I try to console her. “You should be grateful they kept your name. At least you’ll be famous enough to get into all those cool clubs – and if you take up drugs and get strung out, you can be like all those other teen stars and land a gig on Celebrity Rehab. Your career is made!”
“No it isn’t. I listen to the Offspring, I like Green Day, David Bowie, the Wildhearts, Sex Machine Guns, the Clash and AC/DC, hell I’d let Angus Young get to at least third base even if he is a midget. Now, I just read on the internet that in your stupid movie they are saying I’m a Josh Groban groupie. What are my friends going to think? I’d rather get stuck in an elevator with Donald Trump while slashing my wrists, than listen to Josh Groban. They’ve made me into such a dork I couldn’t even get into rehab, much less Celebrity Rehab.” Nina breaks down crying.
“It’s not that bad,” I try to console her. “Hollywood got a big name celebrity to play you.”
“Great! I heard she’s back together again with Justin Bieber. Justin Bieber – Josh Groban? How big a nerd does that make me? I may as well go out and buy a pair of Pappagallo shoes and a burqa. Can’t someone just shoot me and put me out of my misery?” she dissolves into tears and starts shaking uncontrollably.
* * *
It’s three days later and Nina’s picture is all over www.celebritytrainwreck.net. She’s due to be released this afternoon from the mental hospital where she has been confined on a three day Section 5150 Involuntary psychiatric hold since suffering her nervous breakdown.
I drive over to the hospital and pick her up and am surprised to see her waiting for me with a bigger smile than a Rose Bowl Queen on lithium as I complete the paperwork for her release.
As we get into the car, Nina bursts into a really insipid song called You are Loved. I’m a little flattered by the title, but it’s so saccharine, I might have to go get tested for diabetes.
“Do you like the song I was singing?” she asks.
I don’t want to upset her, so I tell her it is nice.

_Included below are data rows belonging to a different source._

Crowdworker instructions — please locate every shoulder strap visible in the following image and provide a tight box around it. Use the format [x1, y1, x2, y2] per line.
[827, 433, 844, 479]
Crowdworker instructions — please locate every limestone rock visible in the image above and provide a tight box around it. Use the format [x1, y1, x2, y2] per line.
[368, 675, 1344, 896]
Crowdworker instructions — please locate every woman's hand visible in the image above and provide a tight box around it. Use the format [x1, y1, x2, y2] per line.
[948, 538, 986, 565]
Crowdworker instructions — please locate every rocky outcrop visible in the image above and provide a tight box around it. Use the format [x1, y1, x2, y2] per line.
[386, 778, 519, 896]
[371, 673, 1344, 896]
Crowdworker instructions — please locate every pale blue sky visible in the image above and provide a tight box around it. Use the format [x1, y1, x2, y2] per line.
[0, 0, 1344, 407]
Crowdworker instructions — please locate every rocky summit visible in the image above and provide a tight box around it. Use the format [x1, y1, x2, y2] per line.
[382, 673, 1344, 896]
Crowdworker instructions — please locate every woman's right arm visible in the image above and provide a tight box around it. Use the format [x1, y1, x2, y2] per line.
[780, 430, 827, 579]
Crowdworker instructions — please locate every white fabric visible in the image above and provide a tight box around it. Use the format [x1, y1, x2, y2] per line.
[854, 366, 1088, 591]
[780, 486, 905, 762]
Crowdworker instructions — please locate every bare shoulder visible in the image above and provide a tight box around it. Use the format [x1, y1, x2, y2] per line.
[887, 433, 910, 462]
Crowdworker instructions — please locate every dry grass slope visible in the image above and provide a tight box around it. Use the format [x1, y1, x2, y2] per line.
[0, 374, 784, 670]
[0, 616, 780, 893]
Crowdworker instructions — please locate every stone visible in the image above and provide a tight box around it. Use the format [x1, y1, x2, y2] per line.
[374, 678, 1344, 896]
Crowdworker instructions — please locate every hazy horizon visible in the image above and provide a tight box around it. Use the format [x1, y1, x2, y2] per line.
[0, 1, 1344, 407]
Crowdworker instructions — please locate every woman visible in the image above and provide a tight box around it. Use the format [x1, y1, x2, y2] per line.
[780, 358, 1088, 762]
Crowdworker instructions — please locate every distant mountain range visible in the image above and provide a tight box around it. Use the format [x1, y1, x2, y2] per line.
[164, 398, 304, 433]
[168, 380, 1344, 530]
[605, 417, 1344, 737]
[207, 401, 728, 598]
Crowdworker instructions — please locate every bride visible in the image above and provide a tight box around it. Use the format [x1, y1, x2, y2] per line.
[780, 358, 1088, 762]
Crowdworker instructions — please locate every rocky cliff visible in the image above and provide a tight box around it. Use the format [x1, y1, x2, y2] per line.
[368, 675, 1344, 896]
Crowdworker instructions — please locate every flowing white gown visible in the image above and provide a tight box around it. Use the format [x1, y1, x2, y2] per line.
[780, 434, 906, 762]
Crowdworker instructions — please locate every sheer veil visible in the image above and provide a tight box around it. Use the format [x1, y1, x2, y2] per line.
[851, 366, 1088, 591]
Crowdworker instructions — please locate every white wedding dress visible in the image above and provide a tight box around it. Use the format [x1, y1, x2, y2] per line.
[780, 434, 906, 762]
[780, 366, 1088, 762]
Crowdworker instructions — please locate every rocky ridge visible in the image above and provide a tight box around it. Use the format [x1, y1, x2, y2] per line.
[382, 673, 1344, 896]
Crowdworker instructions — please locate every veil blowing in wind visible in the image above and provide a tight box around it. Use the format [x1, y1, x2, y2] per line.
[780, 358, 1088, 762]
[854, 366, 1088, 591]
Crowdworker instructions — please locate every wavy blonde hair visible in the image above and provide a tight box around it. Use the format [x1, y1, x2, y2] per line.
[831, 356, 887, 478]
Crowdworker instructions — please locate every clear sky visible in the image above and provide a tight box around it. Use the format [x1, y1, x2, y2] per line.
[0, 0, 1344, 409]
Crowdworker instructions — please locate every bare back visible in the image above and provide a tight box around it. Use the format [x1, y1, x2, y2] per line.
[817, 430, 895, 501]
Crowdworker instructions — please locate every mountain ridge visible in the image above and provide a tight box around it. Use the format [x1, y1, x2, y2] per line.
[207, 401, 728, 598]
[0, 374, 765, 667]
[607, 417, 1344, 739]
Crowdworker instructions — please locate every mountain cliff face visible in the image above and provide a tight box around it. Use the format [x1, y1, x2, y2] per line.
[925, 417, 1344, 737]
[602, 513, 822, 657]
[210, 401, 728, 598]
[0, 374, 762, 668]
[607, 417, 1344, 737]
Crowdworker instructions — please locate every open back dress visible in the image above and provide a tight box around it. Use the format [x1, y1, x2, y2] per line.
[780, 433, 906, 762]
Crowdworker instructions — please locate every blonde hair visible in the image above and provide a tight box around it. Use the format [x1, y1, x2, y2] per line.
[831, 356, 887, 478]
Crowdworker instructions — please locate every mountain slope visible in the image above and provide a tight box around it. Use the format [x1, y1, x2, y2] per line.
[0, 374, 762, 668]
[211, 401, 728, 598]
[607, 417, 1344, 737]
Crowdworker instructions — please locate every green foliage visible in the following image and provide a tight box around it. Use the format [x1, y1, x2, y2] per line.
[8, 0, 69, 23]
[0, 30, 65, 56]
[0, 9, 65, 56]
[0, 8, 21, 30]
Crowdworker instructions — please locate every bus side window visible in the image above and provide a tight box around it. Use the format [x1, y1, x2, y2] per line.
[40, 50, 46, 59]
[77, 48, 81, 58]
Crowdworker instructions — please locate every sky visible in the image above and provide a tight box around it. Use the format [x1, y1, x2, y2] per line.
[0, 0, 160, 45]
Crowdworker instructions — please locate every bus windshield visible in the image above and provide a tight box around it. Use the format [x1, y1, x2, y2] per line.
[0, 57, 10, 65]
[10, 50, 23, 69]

“I’m glad. It’s my favourite Josh Groban song and you’re going to be hearing a lot of it, she cheerfully threatens.
“Did they give you a prescription we need to take to the drugstore to fill to keep you so happy?” I ask, knowing that I’m going to borrow quite a few of whatever Nina’s been taking, if I’m going to be able to maintain my sanity.
I start the engine which also turns on the car radio which is tuned to the all news station.
“I’m standing here in front of the Tinseltown offices of a low budget producer, where demonstrators from a heretofore unknown group called “PETOB” or “People for the Ethical Treatment of Books,” have dumped seven gallons of printers ink on movie producer Hollywood and are threatening to blockade…”
Maybe I don’t need any of Nina’s prescriptions after all, I think as we drive off into the Sunset.